Britain is a net importer of power, with France its biggest supplier via two cables that run across the English Channel. One of those was knocked out by the fire, according to National Grid, and will be out of action until at least October 13.
The fire started in the converter hall and spread through the building, National Grid said. The damaged cable – known as IFA-1 cable – has a capacity of 2,000 megawatts.
A second cable with a capacity of 1,000 megawatts – is currently unaffected. The cause is still being investigated. A person familiar with the matter said the fire caused severe damage.
The energy blow comes during a wider crunch in Europe because of a lack of supply from Russia and Norway, as well as growing competition in Asia.
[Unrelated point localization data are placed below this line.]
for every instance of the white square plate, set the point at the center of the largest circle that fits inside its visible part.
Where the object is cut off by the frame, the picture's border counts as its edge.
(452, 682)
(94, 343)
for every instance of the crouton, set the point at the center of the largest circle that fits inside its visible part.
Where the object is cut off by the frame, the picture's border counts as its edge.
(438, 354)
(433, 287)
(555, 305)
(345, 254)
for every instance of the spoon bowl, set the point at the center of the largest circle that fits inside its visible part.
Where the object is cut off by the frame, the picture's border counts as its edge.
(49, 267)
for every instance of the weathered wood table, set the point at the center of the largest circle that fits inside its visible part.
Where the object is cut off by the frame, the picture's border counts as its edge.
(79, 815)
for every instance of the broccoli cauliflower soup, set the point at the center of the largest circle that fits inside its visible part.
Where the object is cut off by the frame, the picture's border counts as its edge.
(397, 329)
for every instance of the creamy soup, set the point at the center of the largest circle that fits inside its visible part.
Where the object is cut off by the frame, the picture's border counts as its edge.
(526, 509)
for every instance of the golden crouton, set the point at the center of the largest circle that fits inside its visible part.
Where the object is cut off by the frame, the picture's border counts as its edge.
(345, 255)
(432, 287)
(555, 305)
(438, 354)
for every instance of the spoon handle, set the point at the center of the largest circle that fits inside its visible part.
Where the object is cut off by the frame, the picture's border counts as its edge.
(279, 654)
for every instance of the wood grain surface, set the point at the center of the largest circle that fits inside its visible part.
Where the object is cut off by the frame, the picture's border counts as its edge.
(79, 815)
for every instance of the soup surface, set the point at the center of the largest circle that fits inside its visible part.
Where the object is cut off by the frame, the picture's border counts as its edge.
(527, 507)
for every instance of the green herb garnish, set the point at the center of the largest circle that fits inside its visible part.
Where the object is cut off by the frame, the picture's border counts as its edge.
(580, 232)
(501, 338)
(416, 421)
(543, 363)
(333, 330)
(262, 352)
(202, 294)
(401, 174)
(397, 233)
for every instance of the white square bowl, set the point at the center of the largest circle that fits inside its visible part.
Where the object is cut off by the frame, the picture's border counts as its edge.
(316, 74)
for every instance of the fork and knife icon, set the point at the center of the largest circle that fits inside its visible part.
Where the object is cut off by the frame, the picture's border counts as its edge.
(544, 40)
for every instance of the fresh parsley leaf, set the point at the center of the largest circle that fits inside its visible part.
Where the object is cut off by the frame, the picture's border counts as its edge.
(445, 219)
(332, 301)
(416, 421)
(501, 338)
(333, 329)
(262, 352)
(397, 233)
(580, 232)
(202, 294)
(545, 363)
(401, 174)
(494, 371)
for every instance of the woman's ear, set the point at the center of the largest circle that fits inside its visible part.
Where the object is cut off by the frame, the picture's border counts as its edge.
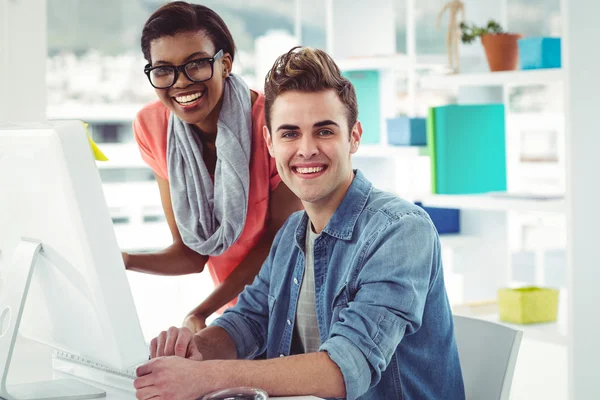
(227, 65)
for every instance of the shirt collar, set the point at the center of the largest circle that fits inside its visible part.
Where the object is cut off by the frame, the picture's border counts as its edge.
(342, 222)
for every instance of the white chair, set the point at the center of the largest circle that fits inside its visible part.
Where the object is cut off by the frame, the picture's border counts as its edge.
(488, 354)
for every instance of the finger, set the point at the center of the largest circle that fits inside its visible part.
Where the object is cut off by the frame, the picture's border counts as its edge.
(147, 393)
(143, 381)
(153, 346)
(183, 341)
(160, 344)
(193, 353)
(172, 335)
(144, 369)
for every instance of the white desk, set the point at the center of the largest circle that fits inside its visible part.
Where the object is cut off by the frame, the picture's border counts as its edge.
(33, 362)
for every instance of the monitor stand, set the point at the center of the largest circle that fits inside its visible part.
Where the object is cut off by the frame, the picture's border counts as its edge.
(17, 280)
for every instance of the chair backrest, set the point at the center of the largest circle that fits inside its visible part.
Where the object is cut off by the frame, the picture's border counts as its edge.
(488, 354)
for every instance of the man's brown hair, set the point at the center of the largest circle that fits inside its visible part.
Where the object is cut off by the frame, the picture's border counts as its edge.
(308, 70)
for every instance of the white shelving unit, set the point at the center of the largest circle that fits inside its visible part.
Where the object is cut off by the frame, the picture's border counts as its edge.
(528, 77)
(398, 62)
(387, 151)
(495, 203)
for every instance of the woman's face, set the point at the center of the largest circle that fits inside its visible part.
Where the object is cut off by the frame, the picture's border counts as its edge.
(194, 103)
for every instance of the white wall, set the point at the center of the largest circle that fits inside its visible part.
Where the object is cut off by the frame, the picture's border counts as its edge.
(582, 62)
(23, 60)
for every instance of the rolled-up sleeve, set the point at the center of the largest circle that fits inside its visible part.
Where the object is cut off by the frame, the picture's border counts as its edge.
(397, 265)
(248, 321)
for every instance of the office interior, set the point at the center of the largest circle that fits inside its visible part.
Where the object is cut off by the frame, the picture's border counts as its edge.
(80, 59)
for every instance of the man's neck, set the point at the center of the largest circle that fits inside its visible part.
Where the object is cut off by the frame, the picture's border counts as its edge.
(321, 212)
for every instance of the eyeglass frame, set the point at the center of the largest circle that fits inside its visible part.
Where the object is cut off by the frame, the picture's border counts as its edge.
(181, 69)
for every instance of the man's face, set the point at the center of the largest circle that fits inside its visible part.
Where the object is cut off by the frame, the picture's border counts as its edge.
(311, 143)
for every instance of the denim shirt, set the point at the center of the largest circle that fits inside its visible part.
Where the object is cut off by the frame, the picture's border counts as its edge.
(382, 308)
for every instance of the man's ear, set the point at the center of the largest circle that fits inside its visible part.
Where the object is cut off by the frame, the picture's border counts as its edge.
(268, 140)
(355, 137)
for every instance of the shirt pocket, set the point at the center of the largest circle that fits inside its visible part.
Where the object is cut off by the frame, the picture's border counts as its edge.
(340, 301)
(272, 301)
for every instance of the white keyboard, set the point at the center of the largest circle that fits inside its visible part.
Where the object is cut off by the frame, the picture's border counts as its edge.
(94, 371)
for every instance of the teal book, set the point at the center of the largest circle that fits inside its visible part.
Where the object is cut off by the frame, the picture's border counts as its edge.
(366, 85)
(431, 148)
(470, 149)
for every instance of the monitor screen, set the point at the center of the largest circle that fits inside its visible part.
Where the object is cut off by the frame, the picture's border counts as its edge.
(79, 300)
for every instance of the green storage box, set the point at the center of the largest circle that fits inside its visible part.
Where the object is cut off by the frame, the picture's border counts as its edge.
(528, 305)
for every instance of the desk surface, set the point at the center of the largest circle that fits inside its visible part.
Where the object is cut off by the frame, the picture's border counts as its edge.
(33, 362)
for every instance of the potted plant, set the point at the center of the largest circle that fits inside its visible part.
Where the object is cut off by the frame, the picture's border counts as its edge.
(501, 48)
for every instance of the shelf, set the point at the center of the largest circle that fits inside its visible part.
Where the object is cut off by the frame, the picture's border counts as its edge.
(92, 113)
(395, 62)
(458, 240)
(515, 78)
(495, 203)
(381, 151)
(550, 332)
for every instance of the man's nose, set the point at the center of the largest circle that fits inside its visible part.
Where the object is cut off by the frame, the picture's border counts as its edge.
(308, 147)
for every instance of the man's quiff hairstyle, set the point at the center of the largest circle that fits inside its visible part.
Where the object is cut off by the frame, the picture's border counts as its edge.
(308, 70)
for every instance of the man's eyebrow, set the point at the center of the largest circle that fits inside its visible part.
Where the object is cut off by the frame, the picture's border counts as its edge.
(188, 58)
(288, 127)
(326, 122)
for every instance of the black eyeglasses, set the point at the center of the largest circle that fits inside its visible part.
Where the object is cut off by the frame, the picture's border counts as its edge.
(198, 70)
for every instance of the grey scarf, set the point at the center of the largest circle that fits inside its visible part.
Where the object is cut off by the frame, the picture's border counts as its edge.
(211, 217)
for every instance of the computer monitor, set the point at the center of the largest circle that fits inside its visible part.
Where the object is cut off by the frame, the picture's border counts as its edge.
(78, 299)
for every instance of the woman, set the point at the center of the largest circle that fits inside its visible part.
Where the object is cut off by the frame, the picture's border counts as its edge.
(223, 206)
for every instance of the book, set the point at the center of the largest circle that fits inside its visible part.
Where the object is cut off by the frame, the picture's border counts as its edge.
(469, 149)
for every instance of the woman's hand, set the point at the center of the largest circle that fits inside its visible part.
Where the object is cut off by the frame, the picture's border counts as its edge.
(194, 322)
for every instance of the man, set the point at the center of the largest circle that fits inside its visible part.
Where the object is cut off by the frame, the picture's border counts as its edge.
(351, 300)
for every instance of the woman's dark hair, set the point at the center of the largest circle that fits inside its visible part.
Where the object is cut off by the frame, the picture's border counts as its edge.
(180, 16)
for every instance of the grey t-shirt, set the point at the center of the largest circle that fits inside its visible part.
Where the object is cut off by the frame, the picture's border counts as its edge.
(306, 313)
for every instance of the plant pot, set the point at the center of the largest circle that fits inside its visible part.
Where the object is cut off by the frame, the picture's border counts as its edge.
(501, 51)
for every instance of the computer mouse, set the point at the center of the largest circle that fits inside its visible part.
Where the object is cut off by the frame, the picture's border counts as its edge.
(239, 393)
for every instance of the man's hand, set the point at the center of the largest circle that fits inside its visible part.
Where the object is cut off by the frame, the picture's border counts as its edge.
(175, 342)
(172, 378)
(194, 322)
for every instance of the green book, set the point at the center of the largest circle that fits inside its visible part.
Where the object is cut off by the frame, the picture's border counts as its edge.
(431, 148)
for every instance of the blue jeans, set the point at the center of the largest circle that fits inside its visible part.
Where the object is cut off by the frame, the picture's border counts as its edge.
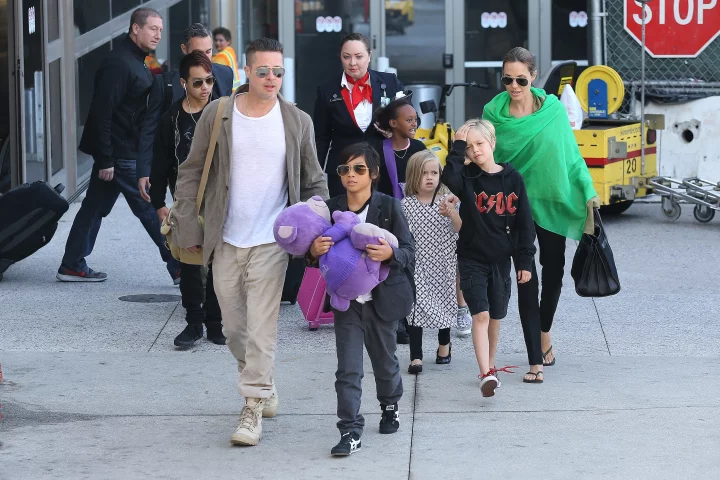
(99, 200)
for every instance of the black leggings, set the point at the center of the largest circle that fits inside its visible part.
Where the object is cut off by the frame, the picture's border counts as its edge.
(416, 340)
(198, 299)
(537, 316)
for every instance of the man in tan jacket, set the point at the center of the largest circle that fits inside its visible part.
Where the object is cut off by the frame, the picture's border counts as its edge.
(265, 160)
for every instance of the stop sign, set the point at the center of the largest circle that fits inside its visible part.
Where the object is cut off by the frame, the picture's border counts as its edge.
(674, 28)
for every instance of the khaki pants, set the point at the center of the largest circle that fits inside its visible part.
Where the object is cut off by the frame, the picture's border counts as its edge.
(248, 283)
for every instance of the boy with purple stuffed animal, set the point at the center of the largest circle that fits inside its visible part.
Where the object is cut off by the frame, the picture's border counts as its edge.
(366, 257)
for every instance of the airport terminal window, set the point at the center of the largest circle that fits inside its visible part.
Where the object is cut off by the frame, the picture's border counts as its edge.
(89, 14)
(87, 65)
(120, 7)
(53, 20)
(181, 15)
(570, 30)
(56, 117)
(178, 21)
(317, 45)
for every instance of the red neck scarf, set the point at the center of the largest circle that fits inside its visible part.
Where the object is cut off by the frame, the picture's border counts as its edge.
(358, 94)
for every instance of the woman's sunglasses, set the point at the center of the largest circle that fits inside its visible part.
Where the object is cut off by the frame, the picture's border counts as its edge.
(345, 169)
(197, 83)
(520, 80)
(263, 72)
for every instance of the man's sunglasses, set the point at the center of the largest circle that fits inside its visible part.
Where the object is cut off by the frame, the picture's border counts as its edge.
(263, 72)
(210, 81)
(521, 81)
(345, 169)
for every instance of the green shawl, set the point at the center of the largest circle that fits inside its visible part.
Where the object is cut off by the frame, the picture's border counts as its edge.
(542, 147)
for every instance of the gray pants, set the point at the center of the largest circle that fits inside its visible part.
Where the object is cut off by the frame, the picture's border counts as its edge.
(357, 326)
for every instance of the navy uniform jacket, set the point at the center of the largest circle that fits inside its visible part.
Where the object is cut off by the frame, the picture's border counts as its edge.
(392, 299)
(335, 128)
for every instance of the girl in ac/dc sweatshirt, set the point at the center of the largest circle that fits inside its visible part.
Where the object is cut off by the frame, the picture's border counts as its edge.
(497, 225)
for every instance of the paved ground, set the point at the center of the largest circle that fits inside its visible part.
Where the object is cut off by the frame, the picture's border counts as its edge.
(93, 387)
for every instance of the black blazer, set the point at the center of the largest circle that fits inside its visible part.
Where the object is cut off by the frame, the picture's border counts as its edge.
(392, 299)
(334, 126)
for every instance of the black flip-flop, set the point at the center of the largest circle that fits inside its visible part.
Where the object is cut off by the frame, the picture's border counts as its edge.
(545, 356)
(535, 380)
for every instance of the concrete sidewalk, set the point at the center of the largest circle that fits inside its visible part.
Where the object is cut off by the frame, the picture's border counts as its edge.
(94, 388)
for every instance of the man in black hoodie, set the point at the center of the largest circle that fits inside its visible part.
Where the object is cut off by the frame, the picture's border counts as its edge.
(497, 226)
(168, 89)
(172, 144)
(112, 136)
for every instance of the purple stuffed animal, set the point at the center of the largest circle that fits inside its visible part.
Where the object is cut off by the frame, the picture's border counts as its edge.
(299, 225)
(348, 271)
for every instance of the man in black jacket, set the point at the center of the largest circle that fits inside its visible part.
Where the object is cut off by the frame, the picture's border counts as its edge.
(172, 144)
(112, 136)
(168, 88)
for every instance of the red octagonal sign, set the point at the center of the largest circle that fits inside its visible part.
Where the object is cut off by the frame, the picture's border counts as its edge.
(674, 28)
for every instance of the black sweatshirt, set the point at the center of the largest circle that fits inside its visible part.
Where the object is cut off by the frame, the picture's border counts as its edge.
(497, 221)
(173, 138)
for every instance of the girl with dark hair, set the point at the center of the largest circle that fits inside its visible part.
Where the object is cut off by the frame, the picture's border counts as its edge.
(370, 321)
(396, 124)
(345, 104)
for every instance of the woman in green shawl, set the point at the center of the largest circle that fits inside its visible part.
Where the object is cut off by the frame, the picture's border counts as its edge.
(534, 136)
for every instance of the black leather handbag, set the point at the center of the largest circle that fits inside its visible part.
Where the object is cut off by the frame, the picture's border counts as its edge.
(593, 266)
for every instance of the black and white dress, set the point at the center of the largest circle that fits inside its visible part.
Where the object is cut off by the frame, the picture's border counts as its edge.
(435, 264)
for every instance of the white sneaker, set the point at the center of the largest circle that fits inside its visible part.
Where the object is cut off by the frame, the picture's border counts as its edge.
(271, 404)
(488, 384)
(249, 428)
(464, 322)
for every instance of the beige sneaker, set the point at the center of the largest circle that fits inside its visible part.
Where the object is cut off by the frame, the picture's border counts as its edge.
(249, 428)
(271, 404)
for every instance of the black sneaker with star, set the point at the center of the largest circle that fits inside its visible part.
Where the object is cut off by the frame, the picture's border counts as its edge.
(349, 443)
(390, 420)
(189, 336)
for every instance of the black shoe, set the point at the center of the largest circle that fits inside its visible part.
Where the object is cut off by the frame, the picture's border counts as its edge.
(390, 420)
(214, 333)
(66, 275)
(443, 360)
(189, 336)
(349, 444)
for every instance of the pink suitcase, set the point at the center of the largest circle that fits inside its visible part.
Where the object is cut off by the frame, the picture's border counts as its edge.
(311, 299)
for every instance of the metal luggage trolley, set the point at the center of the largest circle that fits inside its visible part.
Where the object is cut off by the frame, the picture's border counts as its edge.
(705, 195)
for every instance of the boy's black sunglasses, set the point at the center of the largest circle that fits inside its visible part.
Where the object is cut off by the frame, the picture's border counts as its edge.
(345, 169)
(521, 81)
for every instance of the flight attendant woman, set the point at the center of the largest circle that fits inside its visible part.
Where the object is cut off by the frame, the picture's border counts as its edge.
(345, 104)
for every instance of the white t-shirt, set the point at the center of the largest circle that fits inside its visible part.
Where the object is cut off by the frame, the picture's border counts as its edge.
(363, 219)
(363, 112)
(258, 178)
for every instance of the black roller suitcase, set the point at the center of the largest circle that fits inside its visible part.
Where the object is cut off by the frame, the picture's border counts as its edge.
(29, 216)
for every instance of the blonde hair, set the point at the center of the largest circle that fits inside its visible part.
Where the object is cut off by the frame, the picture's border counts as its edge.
(413, 172)
(486, 129)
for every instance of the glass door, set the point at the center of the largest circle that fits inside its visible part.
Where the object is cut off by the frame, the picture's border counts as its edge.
(7, 117)
(492, 28)
(320, 26)
(31, 90)
(570, 32)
Spain, Greece, France and Italy are all considering or enacting measures as households brace for a surge in bills.
Windless weather has left the UK without a major source of power, resulting in an increasing reliance on gas.
Nuclear outages are adding to the shortage and coal sites have been decommissioned, removing backup capacity. Gas prices are surging as a tropical storm in the US threatens to disrupt LNG exports.
The surge in the cost of carbon emissions – traded on exchanges in Europe and the UK – is also pushing up the cost of producing electricity. There is some concern the crisis could cause a backlash against measures aimed at converting economies to greener fuels.
National Grid sounded an early warning in July that the UK’s ability to meet peak demand would be reduced this year.